5.8 statsmgr_reset() and statsmgr_stop_main_worker()
SELECT * FROM statsmgr_reset();
Result:
statsmgr_reset
----------------
(1 row)
This resets StatsMgr’s internal history and counters. It is similar in spirit to calling pg_stat_reset() on built-in statistics.
Use cases:
- Before running a benchmark
- Before starting a new diagnostic session
- After changing configuration and wanting a clean baseline
Then you stopped the worker:
SELECT * FROM statsmgr_stop_main_worker();
First call:
pid
---------
1010574
Second call:
pid
-----
-1
Interpretation:
- The first call returns the PID of the worker that has just been asked to stop
- The second call returns -1, meaning there is no main worker currently running
This is useful in automation: you can safely call statsmgr_stop_main_worker() without having to check first whether the worker is alive.
6. How a DBA Can Use StatsMgr in Practice
1. Capacity planning and performance baselines
- Use statsmgr_wal() across ticks to calculate WAL generated per minute and derive throughput needs for storage and replication.
- Use statsmgr_io() to understand which backend types and contexts dominate I/O.
2. Investigating “mystery spikes”
When you hear “yesterday around 3 PM the database felt slow”, but your Prometheus/agent missed data, StatsMgr’s snapshots can still show you:
- Did WAL volume jump?
- Did checkpoints or bgwriter activity spike?
- Did SLRU areas suddenly get hammered?
3. Tuning checkpoints and bgwriter
- From statsmgr_checkpointer() and statsmgr_bgwriter() you can track how changes in checkpoint_timeout, max_wal_size, bgwriter_lru_maxpages, etc., affect write and sync timings over time.
4. Lock and multixact troubleshooting
- statsmgr_slru() gives a historical view of multixact and transaction SLRU activity. Heavy multixact writes might correlate with high contention or frequent updates/deletes.
5. Backup/archiving reliability
- statsmgr_archiver() makes it easy to prove that archiving has been running consistently over the last N snapshots, and to detect periods where no WAL was archived even though statsmgr_wal() shows WAL was generated.
Conclusion
StatsMgr brings a powerful new way to observe what is happening inside PostgreSQL. Instead of relying only on the current values shown in the standard pg_stat_* views, StatsMgr continuously captures snapshots of key internal statistics—covering WAL activity, I/O behaviour, checkpoints, SLRU usage, and the archiver process—and stores them as a rolling history.
This transforms PostgreSQL into a lightweight time-series monitoring system.
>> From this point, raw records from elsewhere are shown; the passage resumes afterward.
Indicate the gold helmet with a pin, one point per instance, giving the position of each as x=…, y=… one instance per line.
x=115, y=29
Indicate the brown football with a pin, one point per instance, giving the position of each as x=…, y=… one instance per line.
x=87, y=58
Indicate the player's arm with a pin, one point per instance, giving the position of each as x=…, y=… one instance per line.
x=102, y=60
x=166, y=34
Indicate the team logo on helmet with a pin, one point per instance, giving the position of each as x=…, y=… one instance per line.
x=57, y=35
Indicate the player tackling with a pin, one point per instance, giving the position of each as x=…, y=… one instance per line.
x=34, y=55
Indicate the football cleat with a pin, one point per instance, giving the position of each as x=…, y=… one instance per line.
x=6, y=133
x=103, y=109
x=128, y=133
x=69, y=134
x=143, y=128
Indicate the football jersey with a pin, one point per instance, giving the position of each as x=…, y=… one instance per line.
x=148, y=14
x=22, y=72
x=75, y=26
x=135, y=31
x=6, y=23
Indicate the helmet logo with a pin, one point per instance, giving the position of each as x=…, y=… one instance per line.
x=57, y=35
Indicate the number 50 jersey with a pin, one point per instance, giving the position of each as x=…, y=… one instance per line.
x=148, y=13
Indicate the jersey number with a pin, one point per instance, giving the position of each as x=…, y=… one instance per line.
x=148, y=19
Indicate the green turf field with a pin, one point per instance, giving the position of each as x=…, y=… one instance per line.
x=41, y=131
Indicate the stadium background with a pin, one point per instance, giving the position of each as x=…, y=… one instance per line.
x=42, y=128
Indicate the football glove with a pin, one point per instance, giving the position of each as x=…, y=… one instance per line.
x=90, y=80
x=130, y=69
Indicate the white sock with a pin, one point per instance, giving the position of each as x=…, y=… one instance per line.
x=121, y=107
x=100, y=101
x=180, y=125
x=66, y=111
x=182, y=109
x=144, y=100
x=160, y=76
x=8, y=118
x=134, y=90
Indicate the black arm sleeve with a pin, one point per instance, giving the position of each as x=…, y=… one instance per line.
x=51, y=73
Throughout this walkthrough, we built the extension from source, enabled it inside the database, started its background worker, and explored every StatsMgr function in action. By examining the historical snapshots it collects, and by combining them with SQL techniques like window functions, you gain the ability to look back in time, correlate different types of internal activity, and understand exactly what the database was doing during any moment of interest.
For a DBA, this level of visibility is invaluable—especially during troubleshooting, capacity planning, and performance analysis—and makes StatsMgr an excellent addition to any PostgreSQL 17+ environment.